What Outlook CAN'T Do
The dark side of converting from Novell GroupWise to Microsoft Exchange/Outlook. I love Microsoft’s deep concern for the wishes of its customers…(these answers come from MSFT, not from our IT Dept.).
From: HELPDESK-DIT-COMPUTERS
Sent: Tuesday, September 15, 2009 3:57 PM
To: All County Users
Subject: Outlook Tips and Info for Tuesday, Sept 15 - PLEASE READ
What Outlook can't do
Organizing meetings
Outlook's central purpose is structure and organization. It therefore expects certain things from meeting participants, and has still higher expectations of meeting organizers.
§ The organizer role is not transferable.
Once someone has organized a meeting, they are the organizer until the meeting is over. Someone else cannot take the meeting organizer role if the original organizer can't attend. The only workaround is to delete the original meeting and reissue invitations. This is a big and complex issue, in both design and programming required to make it work..
§ The meeting stays on the organizer's calendar.
The meeting can't be deleted from the organizer's calendar, even if the organizer can't attend, because the organizer is the only one who can change the meeting. This barrier was designed specifically for and implemented into Outlook 2007.
§ Meetings you decline don't exist.
If you decline a meeting, it disappears from your calendar. If you want to track all of your group's meetings, you'll have to look for another way to include those that you decline.
§ A meeting invitation is a separate e-mail.
Currently, you can't reply to an e-mail message with a meeting request. This is a frustration for many users.

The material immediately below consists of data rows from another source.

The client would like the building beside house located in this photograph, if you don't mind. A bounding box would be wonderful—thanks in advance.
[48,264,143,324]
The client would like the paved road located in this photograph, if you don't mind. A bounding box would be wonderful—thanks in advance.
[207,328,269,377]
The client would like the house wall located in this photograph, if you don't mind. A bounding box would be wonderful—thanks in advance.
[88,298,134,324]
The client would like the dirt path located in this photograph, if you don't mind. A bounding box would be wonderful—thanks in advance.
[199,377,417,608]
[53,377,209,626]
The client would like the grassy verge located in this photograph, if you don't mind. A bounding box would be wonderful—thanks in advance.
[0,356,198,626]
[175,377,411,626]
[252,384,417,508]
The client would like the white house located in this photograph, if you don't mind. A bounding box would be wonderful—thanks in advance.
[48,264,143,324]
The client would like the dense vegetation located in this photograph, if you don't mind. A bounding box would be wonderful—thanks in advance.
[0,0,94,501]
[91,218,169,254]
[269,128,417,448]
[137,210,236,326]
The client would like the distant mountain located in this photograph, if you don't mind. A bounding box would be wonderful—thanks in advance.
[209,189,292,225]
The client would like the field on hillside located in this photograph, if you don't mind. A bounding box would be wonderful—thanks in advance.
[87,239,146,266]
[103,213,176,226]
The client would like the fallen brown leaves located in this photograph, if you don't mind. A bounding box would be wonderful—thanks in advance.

Outlook offers many opportunities for customization, but there are a few areas where it currently enforces restraint.
Folders lists are sorted alphabetically.
In the navigation pane at the far left of Outlook, you can freely rearrange your "Favorite Folders" in Mail, and the shortcut buttons at the bottom that take you between Outlook functions. But the list that you see in "Mail Folders" and "Folder List" — including Inbox, Drafts, Sent Items and Deleted Items, together with organizational folders that you create — is sorted alphabetically, and that's how it stays. If you want to go to the trouble, you can rename your folders, but be careful about Outlook functionality (e.g., avoid renaming "Inbox") and any rules that you may have set up.
Each folder has its own view.
You can change the view of each of your folders - your Inbox can look different from your Sent Items or personal folders. But you can change the view only for each folder individually - you can't apply changes to multiple folders at the same time.
The navigation pane font is what it is.
The style, size and color of the type in your folders list can't be changed. Sorry.
The world revolves around e-mail nowadays, and that's an area where Outlook shines. Even so, there are some features users still dream of.
Distribution lists come from Contacts.
It would be useful to be able to stick an e-mail sender directly onto a distribution list — for example, someone responding to an offer for an e-mail newsletter. But Outlook prefers that you build distribution lists from your Contacts, so you first must add the sender to an address book in Contacts. If you'd rather not mix contacts, you can establish an address book especially for the purpose by creating a new folder within your Contacts folder.
Contacts are individuals.
As you learned earlier in this article, you have to add e-mail senders to Contacts before they can go in a distribution list. So, wouldn't it be clever to be able to search for such senders and add them en masse into Contacts? Of course it would. But Outlook says that you have to add e-mail senders to Contacts individually.
Each message is sent only once.
Some people say they'd like to set up a recurring message, e.g., to send reminders. Outlook doesn't do that, but there are third-party add-ins that enable that function.